然后,剩下的公式就是加上之前计算的期末库存,也就是说你可以cumsum这个结果。
For row 1, Previous Closing (0) + calculated part (597) = 597
For row 2, Previous Closing (597) + calculated part (140) = 737
...
df['Closing Inventory'] = df.groupby(['Site', 'Product'])['Closing Inventory'].cumsum()

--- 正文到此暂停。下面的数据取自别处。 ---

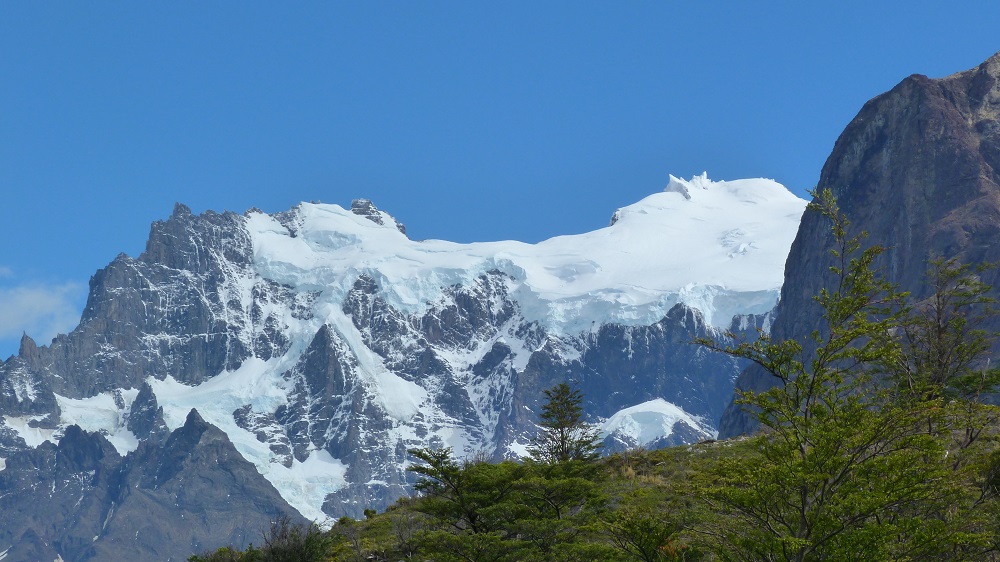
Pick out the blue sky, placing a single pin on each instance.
(466, 120)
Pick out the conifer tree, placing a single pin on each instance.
(564, 435)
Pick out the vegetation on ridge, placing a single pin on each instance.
(876, 444)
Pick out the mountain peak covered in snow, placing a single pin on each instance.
(321, 344)
(716, 246)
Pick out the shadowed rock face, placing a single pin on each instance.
(193, 306)
(80, 500)
(919, 170)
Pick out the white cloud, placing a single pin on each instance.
(40, 310)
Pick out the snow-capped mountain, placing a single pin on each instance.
(317, 345)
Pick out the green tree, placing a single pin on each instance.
(564, 435)
(842, 470)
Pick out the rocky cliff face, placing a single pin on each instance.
(231, 373)
(919, 170)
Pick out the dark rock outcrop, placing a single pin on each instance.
(918, 169)
(80, 500)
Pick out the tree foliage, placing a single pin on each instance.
(565, 435)
(844, 468)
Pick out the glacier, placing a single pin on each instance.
(324, 343)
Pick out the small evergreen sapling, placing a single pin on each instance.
(564, 435)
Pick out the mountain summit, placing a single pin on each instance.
(302, 353)
(919, 169)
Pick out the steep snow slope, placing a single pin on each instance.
(324, 343)
(717, 246)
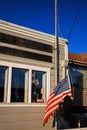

# df[['Site', 'Product', 'Closing Inventory']]
# Site Product Closing_Inventory
# 0 California Apples 0
# 1 California Apples 597
# 2 California Apples 737
# 3 California Apples 326
# 4 California Apples 298
# 5 California Oranges 0
# 6 California Oranges 227
# 7 California Oranges 338
# ...
同样,新期初库存始终是之前的期末库存,除非周期为 1。因此,首先移动期末库存,然后在周期为 1 时选择新期初库存。
我使用 combine_first 从新期初或期末库存中挑选价值。
df['New Opening Inventory'] = (df['New Opening Inventory'].replace(0, np.nan)
.combine_first(
df.groupby(['Site', 'Product'])['Closing Inventory']
.shift()
.fillna(0)
).astype(int))
结果
Site Product Period New Opening Inventory Closing Inventory
0 California Apples 1 1213 0
1 California Apples 2 0 597
2 California Apples 3 597 737
3 California Apples 4 737 326
4 California Apples 5 326 298
5 California Oranges 1 0 0
6 California Oranges 2 0 227
7 California Oranges 3 227 338
...
在我的笔记本电脑上使用样本数据,
Original solution: 8.44 ms ± 280 µs per loop (mean ± std. dev. of 7 runs, 100 loops each)
This solution: 2.95 ms ± 23.7 µs per loop (mean ± std. dev. of 7 runs, 100 loops each)
我认为有了列表理解和向量化功能,这个解决方案可以执行得更快。